大雨で増水した川

※オリジナルのスク部分は消失した塩保管庫の掲示板ログデータにありましたが、データを保存しておりませんでしたので当サイトの管理人の記憶をもとに文章を書き起こしております。ご了承くださいませ。


田んぼの様子をみるため大雨の中を傘をさして増水した川の上の橋を歩いていると、何匹もの仔実装が足元にテチテチまとわりついてきた。めんどくさいと思いながらも携帯の実装リンガルアプリを起動してみる。

「一応きいてやる、何だ」

「ニンゲンサン!大変なんテチ!ママが川に落っこちちゃったんテチィ!」

「どうか助けてくださいテチー!」

川の方に目をやると成体実装が流されまいと必死に橋の柱にしがみついているが…

やだよ。めんどくさい。だいいち俺が流されたらどうしてくれるんだ。

「これでママが助かるテチー!」

「一安心テチ♪」

助けてやるなどと一言も答えてないのに仔実装どもは勝手に盛り上がってやがる。俺はこいつらのこいう自分勝手なところが嫌いなんだ。無視して通りすぎることにした。

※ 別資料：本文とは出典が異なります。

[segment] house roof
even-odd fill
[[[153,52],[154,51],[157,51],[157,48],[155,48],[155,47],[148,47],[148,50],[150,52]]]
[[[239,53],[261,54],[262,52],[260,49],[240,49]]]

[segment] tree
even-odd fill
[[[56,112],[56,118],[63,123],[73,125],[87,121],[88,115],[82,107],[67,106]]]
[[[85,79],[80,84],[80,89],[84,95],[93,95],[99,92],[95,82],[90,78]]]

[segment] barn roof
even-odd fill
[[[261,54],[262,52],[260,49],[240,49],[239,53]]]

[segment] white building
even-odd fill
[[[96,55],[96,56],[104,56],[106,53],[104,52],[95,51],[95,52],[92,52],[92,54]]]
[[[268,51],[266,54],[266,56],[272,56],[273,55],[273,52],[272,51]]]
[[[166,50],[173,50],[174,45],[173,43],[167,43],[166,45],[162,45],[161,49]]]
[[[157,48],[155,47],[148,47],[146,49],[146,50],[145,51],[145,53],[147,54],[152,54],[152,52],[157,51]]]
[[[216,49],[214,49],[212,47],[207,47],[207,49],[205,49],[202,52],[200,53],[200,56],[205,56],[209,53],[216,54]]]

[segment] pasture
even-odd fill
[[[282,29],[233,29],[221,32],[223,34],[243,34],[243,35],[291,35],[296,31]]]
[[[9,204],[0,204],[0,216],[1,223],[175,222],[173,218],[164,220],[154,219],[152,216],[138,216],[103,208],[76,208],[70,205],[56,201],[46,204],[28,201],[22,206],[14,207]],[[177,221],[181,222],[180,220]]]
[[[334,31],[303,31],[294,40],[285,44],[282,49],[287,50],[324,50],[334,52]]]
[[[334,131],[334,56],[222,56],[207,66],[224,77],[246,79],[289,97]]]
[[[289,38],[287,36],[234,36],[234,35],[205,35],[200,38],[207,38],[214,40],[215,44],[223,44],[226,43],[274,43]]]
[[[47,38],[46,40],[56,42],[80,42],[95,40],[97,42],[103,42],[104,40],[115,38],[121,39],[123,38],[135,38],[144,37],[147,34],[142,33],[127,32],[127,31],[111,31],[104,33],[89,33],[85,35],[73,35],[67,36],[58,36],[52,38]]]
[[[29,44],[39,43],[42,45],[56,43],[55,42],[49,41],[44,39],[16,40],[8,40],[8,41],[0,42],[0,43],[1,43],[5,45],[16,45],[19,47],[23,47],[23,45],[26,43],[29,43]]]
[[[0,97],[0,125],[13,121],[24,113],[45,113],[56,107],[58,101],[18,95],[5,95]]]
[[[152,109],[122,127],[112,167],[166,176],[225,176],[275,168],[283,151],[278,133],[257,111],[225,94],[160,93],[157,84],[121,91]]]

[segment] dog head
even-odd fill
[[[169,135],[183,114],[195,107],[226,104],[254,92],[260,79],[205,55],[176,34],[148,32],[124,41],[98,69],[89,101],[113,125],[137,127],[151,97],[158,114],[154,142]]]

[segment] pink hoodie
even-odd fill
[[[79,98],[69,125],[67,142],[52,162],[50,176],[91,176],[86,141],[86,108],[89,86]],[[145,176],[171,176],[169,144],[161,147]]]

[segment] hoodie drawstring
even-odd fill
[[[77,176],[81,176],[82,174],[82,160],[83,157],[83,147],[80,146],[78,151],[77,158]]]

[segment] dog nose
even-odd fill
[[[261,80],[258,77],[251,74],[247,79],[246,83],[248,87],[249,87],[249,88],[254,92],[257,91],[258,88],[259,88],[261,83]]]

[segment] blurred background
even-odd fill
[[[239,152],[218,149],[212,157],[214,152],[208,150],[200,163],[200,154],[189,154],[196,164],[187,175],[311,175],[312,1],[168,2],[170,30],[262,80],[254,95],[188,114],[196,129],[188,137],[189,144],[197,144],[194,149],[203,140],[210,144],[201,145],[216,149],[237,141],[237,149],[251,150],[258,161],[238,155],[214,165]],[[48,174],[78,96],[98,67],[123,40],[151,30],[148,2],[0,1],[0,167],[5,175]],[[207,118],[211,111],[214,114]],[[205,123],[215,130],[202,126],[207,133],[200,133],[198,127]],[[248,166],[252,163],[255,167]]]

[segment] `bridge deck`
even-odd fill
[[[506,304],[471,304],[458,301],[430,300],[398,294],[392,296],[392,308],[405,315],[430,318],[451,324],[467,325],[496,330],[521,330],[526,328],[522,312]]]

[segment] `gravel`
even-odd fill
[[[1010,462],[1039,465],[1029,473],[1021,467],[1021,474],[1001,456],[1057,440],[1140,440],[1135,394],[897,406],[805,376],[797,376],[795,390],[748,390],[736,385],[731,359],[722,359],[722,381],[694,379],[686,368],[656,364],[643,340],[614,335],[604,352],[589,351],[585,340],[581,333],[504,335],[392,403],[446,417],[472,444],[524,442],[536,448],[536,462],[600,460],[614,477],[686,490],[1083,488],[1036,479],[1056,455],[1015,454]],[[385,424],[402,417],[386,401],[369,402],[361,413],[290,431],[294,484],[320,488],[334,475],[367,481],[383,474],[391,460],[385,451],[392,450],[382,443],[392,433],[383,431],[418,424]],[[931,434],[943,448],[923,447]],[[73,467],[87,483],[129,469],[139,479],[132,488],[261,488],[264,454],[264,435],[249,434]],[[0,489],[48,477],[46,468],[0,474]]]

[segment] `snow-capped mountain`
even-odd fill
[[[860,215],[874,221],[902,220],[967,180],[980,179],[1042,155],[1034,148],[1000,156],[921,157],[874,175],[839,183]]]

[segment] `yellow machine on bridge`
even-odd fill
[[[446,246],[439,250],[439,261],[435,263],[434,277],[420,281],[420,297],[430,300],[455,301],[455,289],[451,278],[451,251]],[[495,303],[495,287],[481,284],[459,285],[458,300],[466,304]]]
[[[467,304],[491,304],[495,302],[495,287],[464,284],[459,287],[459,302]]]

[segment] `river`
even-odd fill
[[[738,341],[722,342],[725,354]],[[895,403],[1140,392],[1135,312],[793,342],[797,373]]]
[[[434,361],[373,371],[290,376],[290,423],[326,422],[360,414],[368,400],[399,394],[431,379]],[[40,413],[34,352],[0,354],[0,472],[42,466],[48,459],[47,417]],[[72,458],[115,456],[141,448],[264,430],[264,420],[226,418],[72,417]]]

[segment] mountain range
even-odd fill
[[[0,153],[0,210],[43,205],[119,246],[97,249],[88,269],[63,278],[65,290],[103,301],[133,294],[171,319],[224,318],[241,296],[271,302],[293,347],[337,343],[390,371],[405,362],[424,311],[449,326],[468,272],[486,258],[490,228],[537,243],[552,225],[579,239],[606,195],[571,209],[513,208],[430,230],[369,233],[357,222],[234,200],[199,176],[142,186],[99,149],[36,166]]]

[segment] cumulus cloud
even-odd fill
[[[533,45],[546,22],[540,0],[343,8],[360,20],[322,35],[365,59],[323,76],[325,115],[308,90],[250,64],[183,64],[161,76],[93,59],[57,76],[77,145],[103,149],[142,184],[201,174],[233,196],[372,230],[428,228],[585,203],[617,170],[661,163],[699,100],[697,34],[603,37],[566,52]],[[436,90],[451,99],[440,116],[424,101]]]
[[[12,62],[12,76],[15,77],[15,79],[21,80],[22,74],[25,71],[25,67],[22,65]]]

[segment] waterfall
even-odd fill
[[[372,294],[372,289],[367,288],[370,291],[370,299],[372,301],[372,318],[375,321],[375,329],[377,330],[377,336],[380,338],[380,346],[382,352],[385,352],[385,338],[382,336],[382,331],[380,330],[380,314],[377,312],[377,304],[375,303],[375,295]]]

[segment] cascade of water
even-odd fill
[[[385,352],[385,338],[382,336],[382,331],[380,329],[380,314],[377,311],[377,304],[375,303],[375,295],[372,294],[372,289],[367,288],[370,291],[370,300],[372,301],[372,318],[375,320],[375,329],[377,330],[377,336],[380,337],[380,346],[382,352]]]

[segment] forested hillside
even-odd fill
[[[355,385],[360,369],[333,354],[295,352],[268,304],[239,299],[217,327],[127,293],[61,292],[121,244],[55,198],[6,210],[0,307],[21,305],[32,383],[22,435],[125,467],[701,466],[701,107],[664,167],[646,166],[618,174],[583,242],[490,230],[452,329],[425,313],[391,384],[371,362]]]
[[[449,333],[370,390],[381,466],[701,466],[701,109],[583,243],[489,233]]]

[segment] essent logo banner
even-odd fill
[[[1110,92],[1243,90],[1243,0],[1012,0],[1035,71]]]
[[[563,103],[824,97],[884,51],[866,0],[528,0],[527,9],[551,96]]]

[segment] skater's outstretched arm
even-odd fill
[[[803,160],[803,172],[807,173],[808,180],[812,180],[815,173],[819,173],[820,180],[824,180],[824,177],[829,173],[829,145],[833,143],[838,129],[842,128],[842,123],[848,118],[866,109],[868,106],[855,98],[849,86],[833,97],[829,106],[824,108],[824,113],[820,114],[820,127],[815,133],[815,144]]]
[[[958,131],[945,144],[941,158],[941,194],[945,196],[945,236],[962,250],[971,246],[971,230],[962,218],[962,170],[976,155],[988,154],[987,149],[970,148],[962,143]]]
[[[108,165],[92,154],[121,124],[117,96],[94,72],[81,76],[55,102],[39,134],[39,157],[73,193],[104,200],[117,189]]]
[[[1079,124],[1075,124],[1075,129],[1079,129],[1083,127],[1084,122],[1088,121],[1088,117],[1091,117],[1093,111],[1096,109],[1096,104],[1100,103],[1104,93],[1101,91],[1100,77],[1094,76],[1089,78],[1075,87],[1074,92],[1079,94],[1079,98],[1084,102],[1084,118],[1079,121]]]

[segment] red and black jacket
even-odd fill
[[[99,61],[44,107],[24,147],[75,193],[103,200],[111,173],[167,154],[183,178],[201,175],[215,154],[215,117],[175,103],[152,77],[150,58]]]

スタスタ歩いて橋を通り過ぎて畦道に出ると、とうとう力尽きた親実装が流されていくのが見えたが気にしない。だが仔実装どもが息を切らして走りながら回り込んできた。怒っているヤツやら泣いているヤツがいる。どうやら俺が親を助けなかったことに抗議しているらしい。

「どうしてママを助けてくれなかったんテチィー!」

「ギャクタイハテチ!やっつけるテチ!」

ポフポフと俺の足をみんなで一生懸命に叩いている。そんな姿を俺はジッと見下ろして………蹴り上げてまとめて増水した川に落としてやった。

「テチィー!?」

「テチャアー!!」

短い断末魔をあげたあとボチャボチャっと汚い音を立てて仔実装たちは流されていった。これでようやく静かになったと思ったら川から這い出てくるヤツがいた。さっき泣いていた仔実装だ。

どうやら運よく岸の方に落ちて一命を取り留めたらしい。仔実装は泣きながら俺を見つめたあと足元にすり寄って泣きついてきた。

「テェェ~ン!テェェ~ン!」

俺はそいつをしばらく眺めていたが、長靴の先っぽで『トン』と優しく川に突き落としてやった。

「テッ…」

よかったな。これで家族と同じところに行けるな。

落ちる刹那、仔実装は「どうして?」という顔をしていた。アイツにはなぜ自分が川に落とされたのか理解できまい。